Cual venado encandilado, el gobierno del Presidente Alvarado no logra reaccionar frente al inminente descalabro de las finanzas públicas. Los amagos de “negociación” con los que han querido vestir un rey desnudo no sustituyen el liderazgo que el Poder Ejecutivo debe tener y son una forma muy pobre, por no decir vana, de cumplir con lo jurado:

«-¿Juráis a Dios y prometéis a la Patria, observar y defender la Constitución y las leyes de la República, y cumplir fielmente los deberes de vuestro destino? -Sí, juro-. -Si así lo hiciereis, Dios os ayude, y si no, El y la Patria os lo demanden«.

El artículo 6 de la Ley de la Administración Financiera de la República y Presupuestos Públicos Nº 8131 lee: “Para los efectos de una adecuada gestión financiera, no podrán financiarse gastos corrientes con ingresos de capital.” Cuando el 54% del un proyecto de presupuesto que tiene un 3% de gastos de capital se financia con deuda, el Presidente incumple.

El Transitorio XXXVI de la Ley de Fortalecimiento de las finanzas públicasN° 9635 señala: “A partir de la entrada en vigencia de la presente ley, los jerarcas de las entidades públicas están en la obligación de denunciar las convenciones colectivas a su vencimiento.
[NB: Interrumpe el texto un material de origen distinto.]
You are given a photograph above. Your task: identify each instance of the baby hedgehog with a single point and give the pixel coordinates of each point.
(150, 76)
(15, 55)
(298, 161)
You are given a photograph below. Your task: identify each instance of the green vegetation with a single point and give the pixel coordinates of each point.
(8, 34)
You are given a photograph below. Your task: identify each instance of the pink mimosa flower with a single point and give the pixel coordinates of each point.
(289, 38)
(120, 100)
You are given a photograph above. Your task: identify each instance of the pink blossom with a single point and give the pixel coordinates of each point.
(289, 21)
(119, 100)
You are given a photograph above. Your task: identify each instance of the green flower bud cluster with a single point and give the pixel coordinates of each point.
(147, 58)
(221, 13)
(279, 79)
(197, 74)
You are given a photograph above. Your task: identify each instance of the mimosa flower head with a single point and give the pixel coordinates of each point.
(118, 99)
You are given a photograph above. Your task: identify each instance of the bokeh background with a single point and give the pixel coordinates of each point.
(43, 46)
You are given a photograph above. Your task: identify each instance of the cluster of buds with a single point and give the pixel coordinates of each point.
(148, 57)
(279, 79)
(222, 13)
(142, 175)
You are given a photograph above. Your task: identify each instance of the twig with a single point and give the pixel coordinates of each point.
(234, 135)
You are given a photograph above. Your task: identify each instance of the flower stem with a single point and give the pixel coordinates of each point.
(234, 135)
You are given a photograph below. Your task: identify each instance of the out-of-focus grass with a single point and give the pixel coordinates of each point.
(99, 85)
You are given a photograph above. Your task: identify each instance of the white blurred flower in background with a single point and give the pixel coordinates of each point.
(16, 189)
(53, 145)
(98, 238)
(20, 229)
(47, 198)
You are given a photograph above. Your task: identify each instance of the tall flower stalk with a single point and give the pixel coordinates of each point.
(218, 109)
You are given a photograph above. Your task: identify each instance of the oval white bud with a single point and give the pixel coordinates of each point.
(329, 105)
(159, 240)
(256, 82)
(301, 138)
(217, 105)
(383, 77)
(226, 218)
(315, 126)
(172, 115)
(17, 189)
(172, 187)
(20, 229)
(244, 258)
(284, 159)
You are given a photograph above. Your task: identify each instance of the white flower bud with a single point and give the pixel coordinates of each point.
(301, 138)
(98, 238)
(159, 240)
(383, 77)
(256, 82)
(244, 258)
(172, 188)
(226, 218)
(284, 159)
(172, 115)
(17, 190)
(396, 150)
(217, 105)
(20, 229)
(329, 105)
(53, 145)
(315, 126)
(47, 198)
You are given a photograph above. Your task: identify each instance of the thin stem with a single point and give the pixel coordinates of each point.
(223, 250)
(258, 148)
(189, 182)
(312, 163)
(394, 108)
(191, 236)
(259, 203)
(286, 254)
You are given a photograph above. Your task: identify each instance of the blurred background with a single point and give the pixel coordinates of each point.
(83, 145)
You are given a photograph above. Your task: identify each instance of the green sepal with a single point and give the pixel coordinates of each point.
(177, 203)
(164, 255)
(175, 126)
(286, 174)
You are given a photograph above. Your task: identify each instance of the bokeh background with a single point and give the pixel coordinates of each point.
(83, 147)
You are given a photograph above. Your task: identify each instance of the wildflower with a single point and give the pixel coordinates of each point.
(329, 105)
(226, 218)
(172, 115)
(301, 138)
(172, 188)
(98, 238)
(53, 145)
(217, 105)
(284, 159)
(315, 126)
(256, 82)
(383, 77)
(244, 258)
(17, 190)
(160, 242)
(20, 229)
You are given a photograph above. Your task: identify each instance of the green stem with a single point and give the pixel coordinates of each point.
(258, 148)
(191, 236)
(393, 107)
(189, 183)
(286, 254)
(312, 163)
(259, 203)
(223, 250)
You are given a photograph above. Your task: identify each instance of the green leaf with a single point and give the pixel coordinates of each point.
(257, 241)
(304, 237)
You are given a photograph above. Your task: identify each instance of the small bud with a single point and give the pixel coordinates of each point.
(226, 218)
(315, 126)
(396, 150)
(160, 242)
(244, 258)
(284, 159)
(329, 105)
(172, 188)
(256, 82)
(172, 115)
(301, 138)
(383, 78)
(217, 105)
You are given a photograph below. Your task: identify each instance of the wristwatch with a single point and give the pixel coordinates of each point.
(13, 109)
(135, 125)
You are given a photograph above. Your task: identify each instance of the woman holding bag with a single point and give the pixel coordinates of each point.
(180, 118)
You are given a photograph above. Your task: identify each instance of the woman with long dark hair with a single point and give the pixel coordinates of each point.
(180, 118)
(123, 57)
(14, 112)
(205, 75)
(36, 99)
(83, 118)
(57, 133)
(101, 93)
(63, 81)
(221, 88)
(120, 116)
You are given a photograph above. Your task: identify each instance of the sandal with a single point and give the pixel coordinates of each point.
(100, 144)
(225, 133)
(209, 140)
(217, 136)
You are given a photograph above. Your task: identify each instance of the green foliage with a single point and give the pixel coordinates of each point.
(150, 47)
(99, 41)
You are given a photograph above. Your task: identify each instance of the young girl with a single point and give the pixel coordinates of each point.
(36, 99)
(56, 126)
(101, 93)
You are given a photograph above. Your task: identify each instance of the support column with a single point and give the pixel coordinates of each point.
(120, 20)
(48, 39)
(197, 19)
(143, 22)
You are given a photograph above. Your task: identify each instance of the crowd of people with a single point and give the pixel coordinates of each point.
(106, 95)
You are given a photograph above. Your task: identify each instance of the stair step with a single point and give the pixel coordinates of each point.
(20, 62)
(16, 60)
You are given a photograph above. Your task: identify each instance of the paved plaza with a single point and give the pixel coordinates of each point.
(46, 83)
En el caso en que se decida renegociar la convención, esta deberá adaptarse en todos sus extremos a lo establecido en esta ley y demás regulaciones que dicte el Poder Ejecutivo.” Y esta misma ley reforma, la Ley de Salarios de la Administración Pública N.° 2166 , para que en su artículo 55 lea:”La creación de incentivos o compensaciones, o pluses salariales solo podrá realizarse por medio de ley.” Al avalar una convención colectiva que otorga más días feriados a los empleados del Ministerio de Educación, el Presidente incumple.

La Constitución Política en su Artículo 176 señala:  “ La gestión pública se conducirá de forma sostenible, transparente y responsable…” Al presentar un presupuesto con un déficit mayor al 10% del PIB y querer financiarlo con deuda para llevar su saldo por encima del 70% del PIB, el Presidente incumple.

A diferencia del Gobierno, y el venado encandilado, los tenedores de bonos de deuda externa sí se han movido. Esto ha hecho que los de más largo plazo pierdan hasta un 13% de su valor lo cual implica que el costo de financiamiento de nuestro país en los mercados internacionales pasó de un 6.5 a un 9.5%, un aumento de casi el 50%.

Nadie puede hablar por Dios, pero creo que todos los costarricenses debemos exigirle al Presidente Alvarado que cumpla con su juramento. De lo contrario, nuestro país sufrirá la suerte del venado, muerto por parálisis.